As for the gerrymander, it never really took effect, though it automatically became law twenty days after the legislature adjourned. To be sure, it did provide for an additional judge in a newly enlarged judicial district, he to be chosen some fourteen months later at the time of the Congressional election of November 1936.
But a new legislature, meeting in May 1936, adopted another statute, superseding this law and reshuffling Louisiana’s judicial districts once more to add a new one—the twenty-seventh—consisting of St. Landry parish alone. This act, a constitutional amendment, would not become operative until ratified by popular vote at the November elections. That obviously made it impossible to elect a judge at the same time, so the new bill provided that within thirty days after its ratification, the governor should appoint a judge for the new district, his term not to end until that of the judges elected in 1936 should have run its course. In other words, the appointee would serve for six years.
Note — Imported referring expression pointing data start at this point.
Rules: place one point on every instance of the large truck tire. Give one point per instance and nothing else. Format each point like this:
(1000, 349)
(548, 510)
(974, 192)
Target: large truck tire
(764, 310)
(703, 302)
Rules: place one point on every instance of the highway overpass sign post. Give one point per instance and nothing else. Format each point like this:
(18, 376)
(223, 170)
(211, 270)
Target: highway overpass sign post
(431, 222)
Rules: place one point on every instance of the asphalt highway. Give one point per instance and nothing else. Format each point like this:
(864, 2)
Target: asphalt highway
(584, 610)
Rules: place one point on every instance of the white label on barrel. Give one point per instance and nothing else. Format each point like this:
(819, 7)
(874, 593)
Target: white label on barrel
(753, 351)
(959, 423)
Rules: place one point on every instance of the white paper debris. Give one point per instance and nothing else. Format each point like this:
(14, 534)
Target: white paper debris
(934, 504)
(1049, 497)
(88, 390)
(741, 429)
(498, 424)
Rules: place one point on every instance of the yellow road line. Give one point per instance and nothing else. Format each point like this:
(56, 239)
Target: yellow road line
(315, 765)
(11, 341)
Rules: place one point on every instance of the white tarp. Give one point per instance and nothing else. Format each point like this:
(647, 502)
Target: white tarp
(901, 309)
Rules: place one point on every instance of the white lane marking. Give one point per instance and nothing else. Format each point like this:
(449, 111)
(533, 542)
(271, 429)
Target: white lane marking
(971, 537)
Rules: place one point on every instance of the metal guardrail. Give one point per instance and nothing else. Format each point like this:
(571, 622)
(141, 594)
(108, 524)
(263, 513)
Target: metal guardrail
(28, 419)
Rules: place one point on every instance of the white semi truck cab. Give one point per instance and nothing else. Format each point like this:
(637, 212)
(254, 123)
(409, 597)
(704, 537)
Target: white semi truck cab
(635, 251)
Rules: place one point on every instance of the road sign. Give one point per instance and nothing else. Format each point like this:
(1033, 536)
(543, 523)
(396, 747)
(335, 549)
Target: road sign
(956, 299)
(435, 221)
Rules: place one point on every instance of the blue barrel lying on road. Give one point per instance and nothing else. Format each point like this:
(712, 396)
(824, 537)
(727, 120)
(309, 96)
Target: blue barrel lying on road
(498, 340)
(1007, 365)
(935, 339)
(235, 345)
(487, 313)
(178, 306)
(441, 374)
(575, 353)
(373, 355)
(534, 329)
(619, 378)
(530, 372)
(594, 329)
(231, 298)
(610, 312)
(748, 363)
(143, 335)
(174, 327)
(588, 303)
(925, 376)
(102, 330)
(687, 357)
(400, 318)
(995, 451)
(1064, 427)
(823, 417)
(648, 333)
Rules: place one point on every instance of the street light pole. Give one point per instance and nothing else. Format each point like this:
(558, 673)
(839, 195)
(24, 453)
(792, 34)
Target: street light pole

Needless to say, the appointee was not Benjamin Pavy.
Another facet of the Long paradox is presented by the saint-or-sinner image which his contemporaries and their successors yet seek to preserve. Until the Kingfish’s name has lost all popular significance, debates will be waged over the issue of whether the man was an uninhibited genius, or merely a conscienceless opportunist endowed with exceptional mental agility. On this point the testimony of one of the three brothers Huey so heartily disliked might well shed some light.
Some days after the fallen leader’s funeral, and while the legislature was still in session, a number of the Long satraps were gathered in Governor Allen’s office, lamenting the confusion into which a virtually leaderless assembly (in the sense of having too many leaders) had fallen.
The leitmotiv of the parley held that things weren’t like that in the good old days when the Kingfish was around to issue orders and see to it that they were carried out. The conversation finally veered to what a remarkable thing it was for a little bit of an old town like Winnfield to have produced a superman like ol’ Huey, especially when you realized it had never given to the world anyone else of comparable stature.
Earl Long, himself one of the thus disprized other products of Winnfield, listened in morose silence for a time to these observations. Finally he got up, moved to the door, paused, and said:
“You folks are right, of course. Huey was the only smart one from Winnfield. No manner of doubt about it.” He scratched his chin meditatively and then added: “But I’m still here!”
On the other hand, those who casually dismiss Long as a conscienceless political gangster overlook the number of respects in which he was far, far ahead of his time. It is only since the mid-century’s turn, for example, that clamor has become general to provide special advanced training for school children with well-above-normal mentality. Long proposed a program of this sort for Louisiana State University in his last broadcast, delivered two nights before he was shot. One of his last rational statements, expressed only moments before he lapsed into the drugged stupor from which he never really returned to consciousness, was a lament that he would be unable to carry out this project.
He enormously increased Louisiana’s public debt with what proved to be a remarkably sound system of funding dedicated revenues into bonds, in order to give the state a highway network geared to the impending expansion of motorized traffic. In the 1960s the federal government followed the same line by laying out and constructing a vast system of interstate super-highways.